Original plan was to head north to Luang Prabang, spend a few days there before hopping around towns in the north and doing plenty of trekking.(3 weeks) then crossing border into vietnam, visiting hanoi briefly, maybe halong bay or ninh binh, then heading south to Hue,hoi an, maybe mui ne then finally SAigon before heading into Cambodia (3 weeks) 2 weeks in cambodia PP,Siem Reap & Battamba (must admit i dont know much about where to go in cambodia...or most places to be fair)
Finally spending few weeks on Thai Islands to do some diving on ko tao before heading to Sumatra (orangutan spotting) Bali (beaches,Ubud & gilly islands) spending 1 month in indonesia all in all


roughly:
Laos: July 15th-August 10th
vietnam: August 15th-September 5th
Cambodia: September 5th - september 20th
Thailand september 20th-October 10th (depending on flight from cambodia or overland visa,maybe malaysia if only 2 week visa)
Indonesia October 10th-november 10th 
November 15th home from Bangkok

However, we're now thinking that the rain in Laos (which at the moment has been constant for last 2 days) might make our trekking plans quite difficult(ive been suffering from bad athelets foot last week which ive had trouble getting rid of), and also next month is the worst for rain in vietnam is it not?
Plus the rain really starts at the thailand beaches in September when we want to do diving and also in indonesia in october (though not such an issue i hear)
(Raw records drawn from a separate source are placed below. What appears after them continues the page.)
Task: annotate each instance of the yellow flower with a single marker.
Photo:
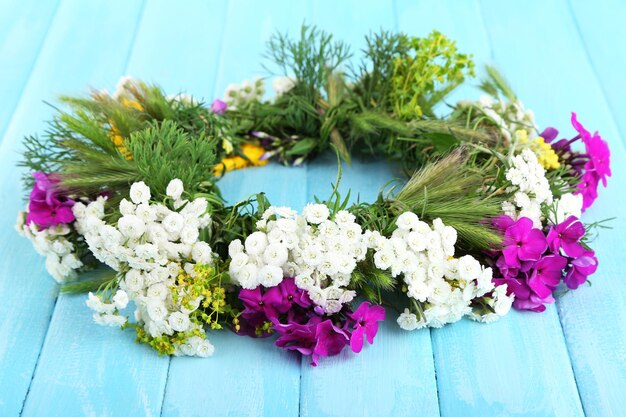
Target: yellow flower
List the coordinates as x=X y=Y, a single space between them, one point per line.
x=118 y=141
x=545 y=154
x=131 y=104
x=231 y=163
We're considering whether to head South instead to Cambodia, stay there for a few weeks, then do thailand islands, then month in Indonesia before coming back in October/November to do trekking in laos and go to vietnam.
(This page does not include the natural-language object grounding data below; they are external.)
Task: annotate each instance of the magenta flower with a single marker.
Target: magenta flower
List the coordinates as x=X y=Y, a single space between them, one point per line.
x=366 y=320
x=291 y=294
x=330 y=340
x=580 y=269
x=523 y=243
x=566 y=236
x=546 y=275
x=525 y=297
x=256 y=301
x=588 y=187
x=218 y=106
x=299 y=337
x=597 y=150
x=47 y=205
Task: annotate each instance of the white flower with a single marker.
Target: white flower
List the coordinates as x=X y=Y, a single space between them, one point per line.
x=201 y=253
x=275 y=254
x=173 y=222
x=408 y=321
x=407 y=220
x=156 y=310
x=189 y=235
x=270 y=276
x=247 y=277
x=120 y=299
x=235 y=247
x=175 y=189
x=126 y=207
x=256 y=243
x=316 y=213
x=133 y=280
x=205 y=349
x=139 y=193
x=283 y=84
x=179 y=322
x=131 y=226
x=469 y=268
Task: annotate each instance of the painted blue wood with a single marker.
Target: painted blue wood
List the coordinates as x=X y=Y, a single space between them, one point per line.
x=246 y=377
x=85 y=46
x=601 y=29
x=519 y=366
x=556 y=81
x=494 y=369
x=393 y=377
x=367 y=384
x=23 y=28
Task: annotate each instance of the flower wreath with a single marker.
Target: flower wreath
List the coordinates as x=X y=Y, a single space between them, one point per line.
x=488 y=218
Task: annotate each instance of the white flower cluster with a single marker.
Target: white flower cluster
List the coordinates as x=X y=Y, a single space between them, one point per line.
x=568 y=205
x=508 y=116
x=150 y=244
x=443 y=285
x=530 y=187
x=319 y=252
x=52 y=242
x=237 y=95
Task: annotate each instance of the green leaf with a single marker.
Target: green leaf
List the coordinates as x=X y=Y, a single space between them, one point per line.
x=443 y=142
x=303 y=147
Would you say this makes more sense to do? It seems a less simple route than the one originally planned, but i'm not sure how well the weather is going to compliment the activities we have in mind....it would be more expensive to do it this way but do you think it would be worth doing?
I'd really appreciate anyones advice as we need to make a decision tonight or tomorrow morning ideally...ahh joys of travelling!

thanks

----------


## davidsmith36

It seems a less simple route than the one originally planned, but i'm not sure how well the weather is going to compliment the activities we have in mind.

----------